A real NeuroAI Lab tool: read every applicant CV, score it against our hiring criteria, and justify each decision, then post the ranked results back to our UCSF GitHub.
| Candidate | Academic | Clinical | Modality | Technical | Score |
|---|---|---|---|---|---|
| Candidate A | ✓ high | ✓ med | ✓ high | ✓ high | 4/4 |
| Candidate B | ✓ high | ✗ low | ✓ med | ✓ high | 3/4 |
| Candidate C | ✓ med | ✗ low | ✓ med | ✗ low | 2/4 |
A skill for the work researchers dread: point-by-point reviewer and grant responses. It drafts one comment at a time, grounds every reply in the manuscript's tracked changes, and verifies each citation before using it.
“The subgroup analyses seem underpowered. Please justify the sample sizes.”
We thank the reviewer for this helpful point. We agree these analyses are exploratory, now say so explicitly, and report 95% confidence intervals throughout. We added the following to the Methods:
Paperclip is a biomedical literature connector and CLI. Once installed, Codex can search papers, regulatory documents, and clinical trials, read the source text, and bring back citations instead of relying on memory.
Run the Paperclip installer, sign in, then install the project skill and select Codex.
curl -fsSL https://paperclip.gxl.ai/install.sh | bash paperclip install # select Codex
Start a fresh Codex session in the project, then mention the skill in the prompt. The agent loads the Paperclip docs and chooses the right commands.
using /paperclip, find papers about Alzheimer's and pTau217 in Black populations
Codex can iterate over the corpus, inspect the papers it finds, and summarize only what is supported by sources.
Remember MCP servers, the connectors from earlier? Here is one, live. Point Codex at Atlassian Jira and it can read your board: ask for your open tickets in plain English and get them back with working links.

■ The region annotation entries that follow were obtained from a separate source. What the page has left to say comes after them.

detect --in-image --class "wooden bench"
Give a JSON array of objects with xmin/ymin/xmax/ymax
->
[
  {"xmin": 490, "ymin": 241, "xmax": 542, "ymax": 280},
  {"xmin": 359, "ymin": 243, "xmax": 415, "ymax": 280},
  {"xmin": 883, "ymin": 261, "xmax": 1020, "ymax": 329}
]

# ~/.codex/config.toml [mcp_servers.atlassian] command = "npx" args = ["-y", "@aashari/mcp-server-atlassian-jira"] [mcp_servers.atlassian.env] ATLASSIAN_SITE_NAME = "your-site" ATLASSIAN_USER_EMAIL = "you@ucsf.edu" ATLASSIAN_API_TOKEN = "ATATT3x••••••••" # from id.atlassian.com
--- name: jira description: Always link every ticket, show its status, confirm before writes. --- One format, every time: [KEY](…/browse/KEY) · summary · status

The tools are already here and they are PHI-safe. The fastest way to learn is to point one at a piece of real work and watch what it does.